The Morning Dispatch: Russia Steps Up its Energy War with Europe

Happy Wednesday*! If you have an extra $1,000 just lying around, Apple’s unveiling its brand new iPhone today. We hear it has a slightly better camera!

Quick Hits: Today’s Top Stories

  • Chileans voted 62 percent to 38 percent in a referendum on Sunday to reject an updated constitution championed by the country’s new, far-left President Gabriel Boric. The document would have replaced the constitution written and adopted under Gen. Augusto Pinochet in the early 1980s with a more progressive vision for the country, dramatically expanding the role of government to allow for stepped up environmental regulation, more generous social welfare programs, a nationalized health care system, and more. Chilean voters had overwhelmingly indicated in a 2020 referendum they supported revising their constitution in some manner, so Boric pledged Sunday reformers would redouble their efforts to reach an agreement that “unites us as a country.”

  • Kenya’s Supreme Court on Monday upheld William Ruto’s presidential election victory, unanimously rejecting challenges to the results from Raila Odinga, Ruto’s opponent and Kenya’s longtime opposition leader.
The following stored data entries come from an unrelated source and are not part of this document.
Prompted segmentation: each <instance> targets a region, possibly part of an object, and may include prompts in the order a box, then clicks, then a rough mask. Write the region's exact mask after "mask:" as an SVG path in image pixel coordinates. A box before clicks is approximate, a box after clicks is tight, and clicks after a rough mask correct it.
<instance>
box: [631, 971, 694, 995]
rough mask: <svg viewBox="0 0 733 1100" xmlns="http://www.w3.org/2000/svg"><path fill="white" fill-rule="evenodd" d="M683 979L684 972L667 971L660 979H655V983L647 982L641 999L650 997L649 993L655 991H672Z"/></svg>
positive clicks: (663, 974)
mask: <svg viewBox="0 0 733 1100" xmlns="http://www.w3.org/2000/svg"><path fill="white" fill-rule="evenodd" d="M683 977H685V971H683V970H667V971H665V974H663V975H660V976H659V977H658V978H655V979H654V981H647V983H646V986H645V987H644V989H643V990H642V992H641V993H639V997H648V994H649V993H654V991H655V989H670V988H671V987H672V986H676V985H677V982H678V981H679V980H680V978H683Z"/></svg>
The country’s electoral commission had declared Ruto—Kenya’s deputy president since 2013—the winner of the contest in mid-August, but four of the electoral commission’s seven members disowned the results due to “the opaque nature” of the general election’s final days. Odinga issued a statement this week expressing “vehement” disagreement with the court’s ruling but promised to respect the body’s decision as he has “always stood for the rule of law and the constitution.”

  • After a two-year investigation, Ireland’s Data Protection Commission has fined Instagram 405 million euros—the second-largest privacy-related fine in European history—for allegedly mishandling teenagers’ data by allowing users under age 18 to open “business accounts” on the social media platform that many didn’t realize exposed their contact information to the world. A spokesperson for Meta, Instagram’s parent company, claimed executives “engaged fully” with the investigation but were disappointed by the size of the fine. “This inquiry focused on old settings that we updated over a year ago,” the spokesperson said. “We’ve since released many new features to help keep teens safe and their information private.”